When I first started this blog, I wrote a post, it wasn’t always this bad.
I recall when I was the Arts and Culture director of a now prominent nonprofit in Los Angeles. After some struggles finding a job, I had worked my way up quickly in the LA arts & nonprofit scene. I managed a group of 20 people as well as a departmental budget of $300,000.
I felt important.
Although I had student loans, I lived on my own in Silverlake, a cute, and now almost too-hipster neighborhood. I went out often and had a blast. Everything felt like it was in place.
But I was addicted to bettering myself. I thought grad school, at NYU no less, would make me better — take me to the next level of my career.
And here is where the downward spiral begins.
I feel like all of you know me in a certain place, a certain time in history…when I was broke, partially employed, sad, and struggling.
It wasn’t always this way.
Somehow I feel like I’ve downgraded in status. The egotistical part of me wants you to know that I did indeed have a career job at one point and in my mind felt very successful.
But my story changed.
While it has been an utterly humbling and wild experience to have a career, go to NYU, move to Portland and be on food stamps, struggle to find work, eventually find work, then quit my job to work for myself, somehow I feel like who I come across is as this sad, indebted little girl.
Or maybe that’s how I perceive myself? I am not sure, but sometimes I wish all this stuff never happened. I want you to see me in the good light. When everything was together — at least it felt together.
I hope to change my story right in front of your eyes like some sort of magic trick. Become someone else. Not a victim of circumstances, but a survivor. Someone who was dealt unexpected turns, like many people post-Recession.
It wasn’t just about my choices or my failure. It was about so much more.
Now, at 30 I feel too old to deal with some of this b.s. By typical standards, I was more successful and making more money at age 23. That freaking sucks, let me tell you.
I can’t go one day without thinking of money. I’m always thinking about when the next payment will hit. I’m an addict, waiting for my next fix.

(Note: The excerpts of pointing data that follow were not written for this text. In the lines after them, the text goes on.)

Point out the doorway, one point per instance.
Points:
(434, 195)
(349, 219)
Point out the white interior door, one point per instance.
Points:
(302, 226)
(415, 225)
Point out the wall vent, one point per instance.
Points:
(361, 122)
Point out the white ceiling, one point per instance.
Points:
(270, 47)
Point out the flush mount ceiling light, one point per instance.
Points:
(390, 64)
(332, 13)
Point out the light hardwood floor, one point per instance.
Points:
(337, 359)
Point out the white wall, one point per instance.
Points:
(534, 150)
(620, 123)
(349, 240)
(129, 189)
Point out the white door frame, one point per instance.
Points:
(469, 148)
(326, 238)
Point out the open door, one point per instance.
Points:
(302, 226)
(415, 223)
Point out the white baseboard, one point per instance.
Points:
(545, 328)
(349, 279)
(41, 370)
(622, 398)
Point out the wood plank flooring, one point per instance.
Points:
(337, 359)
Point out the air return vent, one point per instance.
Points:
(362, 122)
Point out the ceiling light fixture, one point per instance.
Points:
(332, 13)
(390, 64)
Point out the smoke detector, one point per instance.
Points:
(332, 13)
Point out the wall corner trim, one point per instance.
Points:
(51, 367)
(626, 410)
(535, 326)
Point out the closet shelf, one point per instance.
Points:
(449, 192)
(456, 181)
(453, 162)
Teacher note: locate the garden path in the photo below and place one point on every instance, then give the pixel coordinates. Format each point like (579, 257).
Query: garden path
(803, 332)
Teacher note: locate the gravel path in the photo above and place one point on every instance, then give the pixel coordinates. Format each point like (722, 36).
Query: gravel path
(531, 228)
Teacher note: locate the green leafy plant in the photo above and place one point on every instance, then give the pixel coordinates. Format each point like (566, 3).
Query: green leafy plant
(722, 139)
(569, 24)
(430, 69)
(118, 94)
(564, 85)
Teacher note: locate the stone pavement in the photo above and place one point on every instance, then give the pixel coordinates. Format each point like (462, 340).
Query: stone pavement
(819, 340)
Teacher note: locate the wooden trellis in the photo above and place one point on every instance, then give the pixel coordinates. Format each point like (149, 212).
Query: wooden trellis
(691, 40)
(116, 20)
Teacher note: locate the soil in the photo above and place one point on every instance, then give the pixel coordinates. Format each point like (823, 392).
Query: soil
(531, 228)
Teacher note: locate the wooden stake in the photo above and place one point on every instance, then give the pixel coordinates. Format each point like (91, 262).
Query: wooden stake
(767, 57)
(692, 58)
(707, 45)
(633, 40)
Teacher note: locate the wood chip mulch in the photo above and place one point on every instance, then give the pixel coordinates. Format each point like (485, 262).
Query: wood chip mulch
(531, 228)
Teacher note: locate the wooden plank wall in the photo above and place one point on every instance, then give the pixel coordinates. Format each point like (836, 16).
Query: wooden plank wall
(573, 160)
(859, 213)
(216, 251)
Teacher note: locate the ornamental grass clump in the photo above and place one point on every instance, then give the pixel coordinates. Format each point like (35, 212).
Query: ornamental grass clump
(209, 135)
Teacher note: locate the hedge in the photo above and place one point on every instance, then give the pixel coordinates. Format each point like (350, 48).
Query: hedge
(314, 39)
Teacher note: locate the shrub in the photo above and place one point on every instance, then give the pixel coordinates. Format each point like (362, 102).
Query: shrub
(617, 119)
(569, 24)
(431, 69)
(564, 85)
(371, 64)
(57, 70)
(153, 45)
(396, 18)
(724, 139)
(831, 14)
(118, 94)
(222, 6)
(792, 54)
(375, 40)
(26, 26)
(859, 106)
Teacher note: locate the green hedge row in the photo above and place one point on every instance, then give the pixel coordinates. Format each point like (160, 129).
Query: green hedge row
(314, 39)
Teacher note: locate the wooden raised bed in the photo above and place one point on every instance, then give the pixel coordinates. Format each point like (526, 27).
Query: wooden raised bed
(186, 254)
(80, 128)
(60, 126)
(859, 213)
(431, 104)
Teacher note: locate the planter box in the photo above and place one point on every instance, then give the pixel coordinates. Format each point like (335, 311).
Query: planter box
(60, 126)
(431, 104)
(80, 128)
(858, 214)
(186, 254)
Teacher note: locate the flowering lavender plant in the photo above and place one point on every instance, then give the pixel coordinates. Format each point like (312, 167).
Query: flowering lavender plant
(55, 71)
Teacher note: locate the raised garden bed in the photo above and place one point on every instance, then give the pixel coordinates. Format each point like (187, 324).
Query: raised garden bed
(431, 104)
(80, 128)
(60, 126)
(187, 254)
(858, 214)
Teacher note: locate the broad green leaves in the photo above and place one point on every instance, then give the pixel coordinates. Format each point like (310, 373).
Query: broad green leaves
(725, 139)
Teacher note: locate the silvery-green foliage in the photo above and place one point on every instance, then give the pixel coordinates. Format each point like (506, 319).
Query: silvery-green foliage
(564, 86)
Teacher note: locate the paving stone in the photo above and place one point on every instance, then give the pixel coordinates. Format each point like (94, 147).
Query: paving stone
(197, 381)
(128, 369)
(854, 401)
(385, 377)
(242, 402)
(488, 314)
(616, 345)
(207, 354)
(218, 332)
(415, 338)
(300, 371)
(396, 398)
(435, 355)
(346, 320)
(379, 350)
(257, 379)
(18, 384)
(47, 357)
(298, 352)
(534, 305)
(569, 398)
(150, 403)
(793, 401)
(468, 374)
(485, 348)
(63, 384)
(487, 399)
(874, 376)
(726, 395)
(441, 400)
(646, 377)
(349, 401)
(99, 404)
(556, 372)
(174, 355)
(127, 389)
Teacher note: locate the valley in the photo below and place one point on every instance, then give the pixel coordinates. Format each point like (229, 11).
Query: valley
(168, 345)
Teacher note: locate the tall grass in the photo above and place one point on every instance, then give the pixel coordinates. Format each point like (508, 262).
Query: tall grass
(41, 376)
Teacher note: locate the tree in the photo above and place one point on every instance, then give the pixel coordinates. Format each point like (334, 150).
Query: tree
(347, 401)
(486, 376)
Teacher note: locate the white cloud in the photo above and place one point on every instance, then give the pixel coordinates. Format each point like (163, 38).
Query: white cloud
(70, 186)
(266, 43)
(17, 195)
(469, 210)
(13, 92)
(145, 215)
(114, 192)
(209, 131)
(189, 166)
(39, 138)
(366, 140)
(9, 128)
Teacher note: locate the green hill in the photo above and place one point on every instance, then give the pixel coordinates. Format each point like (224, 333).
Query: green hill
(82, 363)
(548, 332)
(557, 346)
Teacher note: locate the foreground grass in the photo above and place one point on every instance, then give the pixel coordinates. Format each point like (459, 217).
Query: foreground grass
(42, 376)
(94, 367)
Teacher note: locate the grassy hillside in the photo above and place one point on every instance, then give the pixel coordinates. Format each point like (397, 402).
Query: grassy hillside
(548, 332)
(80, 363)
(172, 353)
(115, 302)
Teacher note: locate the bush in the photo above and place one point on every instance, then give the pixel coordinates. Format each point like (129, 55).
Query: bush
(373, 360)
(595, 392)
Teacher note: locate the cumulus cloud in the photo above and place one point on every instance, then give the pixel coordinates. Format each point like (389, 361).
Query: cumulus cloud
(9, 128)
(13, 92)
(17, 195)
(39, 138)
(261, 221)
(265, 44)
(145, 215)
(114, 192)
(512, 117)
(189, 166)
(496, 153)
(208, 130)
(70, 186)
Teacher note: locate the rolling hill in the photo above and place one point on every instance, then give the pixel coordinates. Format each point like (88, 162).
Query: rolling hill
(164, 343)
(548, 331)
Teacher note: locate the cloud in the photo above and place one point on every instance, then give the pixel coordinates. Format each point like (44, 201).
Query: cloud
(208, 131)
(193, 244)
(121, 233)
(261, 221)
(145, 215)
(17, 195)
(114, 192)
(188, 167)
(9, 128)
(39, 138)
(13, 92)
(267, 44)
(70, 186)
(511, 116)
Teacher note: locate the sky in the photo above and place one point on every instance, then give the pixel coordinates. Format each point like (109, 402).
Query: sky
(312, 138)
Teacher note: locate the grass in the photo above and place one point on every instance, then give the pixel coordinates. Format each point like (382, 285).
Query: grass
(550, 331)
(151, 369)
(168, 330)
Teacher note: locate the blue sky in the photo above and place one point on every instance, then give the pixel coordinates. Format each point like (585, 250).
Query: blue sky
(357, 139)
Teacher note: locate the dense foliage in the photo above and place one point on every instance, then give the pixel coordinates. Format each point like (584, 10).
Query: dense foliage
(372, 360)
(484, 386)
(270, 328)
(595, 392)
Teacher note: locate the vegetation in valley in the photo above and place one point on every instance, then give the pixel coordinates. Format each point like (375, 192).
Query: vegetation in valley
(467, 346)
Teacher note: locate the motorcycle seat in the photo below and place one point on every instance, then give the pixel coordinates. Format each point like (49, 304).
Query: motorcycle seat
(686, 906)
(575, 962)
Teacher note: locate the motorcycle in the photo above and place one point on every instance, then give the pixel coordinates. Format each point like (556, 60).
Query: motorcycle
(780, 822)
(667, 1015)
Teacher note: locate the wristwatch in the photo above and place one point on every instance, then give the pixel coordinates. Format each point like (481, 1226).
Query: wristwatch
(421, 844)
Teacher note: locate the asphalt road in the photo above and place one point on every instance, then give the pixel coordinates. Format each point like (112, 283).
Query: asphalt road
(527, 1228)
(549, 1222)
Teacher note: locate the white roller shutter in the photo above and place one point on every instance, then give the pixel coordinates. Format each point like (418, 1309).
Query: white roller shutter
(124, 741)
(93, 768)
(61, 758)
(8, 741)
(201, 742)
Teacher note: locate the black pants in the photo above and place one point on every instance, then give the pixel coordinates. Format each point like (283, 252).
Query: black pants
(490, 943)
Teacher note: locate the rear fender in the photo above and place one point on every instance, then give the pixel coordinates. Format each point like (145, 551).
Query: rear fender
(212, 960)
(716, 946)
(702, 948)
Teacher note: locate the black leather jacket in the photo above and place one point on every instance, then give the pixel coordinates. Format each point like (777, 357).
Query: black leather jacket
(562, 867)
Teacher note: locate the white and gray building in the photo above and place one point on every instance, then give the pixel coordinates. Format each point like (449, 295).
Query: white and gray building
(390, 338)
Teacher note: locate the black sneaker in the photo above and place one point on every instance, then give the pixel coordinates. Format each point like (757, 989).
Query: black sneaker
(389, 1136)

And I wonder, will I ever be ok with money?
When I’m debt free and getting my life back on track, will I be ok then?
Will it ever be enough?
I want to see a day when money is part of my lifestyle, but not an obsession or paranoia. It’s something I’m in control of, not controlling me.
So as I fight through this journey and wonder if I will ever be ok with my money, I have to ask, will I be ok with myself?